Committed to PEOPLE'S RIGHT TO KNOW
Vol. 5 Num 19 Tue. June 15, 2004  
   
Front Page


Prized al-Qaeda man nabbed
Pakistan winds up 5-day hunt; 72 killed, 10 militants detained


Three Pakistani soldiers were killed in a bomb blast in the region of North Waziristan, near the Afghan border.

Local officials say that they suspect that the attackers, believed to al-Qaeda militants, used a remote control device to blow up the paramilitary vehicle near Miranshah, the main town in North Waziristan.

Police have arrested three suspects, although their identities have not yet been revealed by police.

Pakistani troops meanwhile yesterday ended a major operation to flush out al-Qaeda suspects and their local supporters from hide-outs in the remote region near Afghanistan that saw 72 people killed, including 17 security personnel.

The operation was launched after foreign militants killed 15 security personnel near the town of Shakai, 210 miles west of the capital, Islamabad, last Wednesday, Maj.

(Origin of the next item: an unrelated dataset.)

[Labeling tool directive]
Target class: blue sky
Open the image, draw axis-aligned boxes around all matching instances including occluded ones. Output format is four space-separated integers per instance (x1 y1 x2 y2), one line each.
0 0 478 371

Gen. Shaukat Sultan said.

Pakistan expects more arrests to follow its capture of a nephew of the alleged mastermind of the September 11 attacks and of another high profile foreign national, Interior Minister Faisal Saleh Hayat says.

The government announced late on Sunday the capture of an important al-Qaeda member with a $1 million (550,000 pounds) bounty on his head and the arrest of eight militants suspected in the bloody ambush of Karachi's military commander last week.

The al-Qaeda suspect was the nephew of Khalid Sheikh Mohammed, the number three leader in Osama bin Laden's al-Qaeda network and the suspected chief planner of the September 11 attacks on the United States, said Information Minister Sheikh Rashid. Mohammed was arrested near Islamabad in March last year.

Hayat described the latest capture as a "major breakthrough".

"The suspects are being interrogated," he told Reuters yesterday. "The process of dismantling the network has speeded up. We expect more arrests will take place."

He said he believed the militants had attended an al-Qaeda training camp in South Waziristan, 400 km (250 miles) southwest of Islamabad, where the army is mopping up after a fierce offensive last week near tribal region's main town of Wana.

"They are linked to Wana, with the training camp and the firing range of al Qaeda. It was a main centre and well established transit point," he said.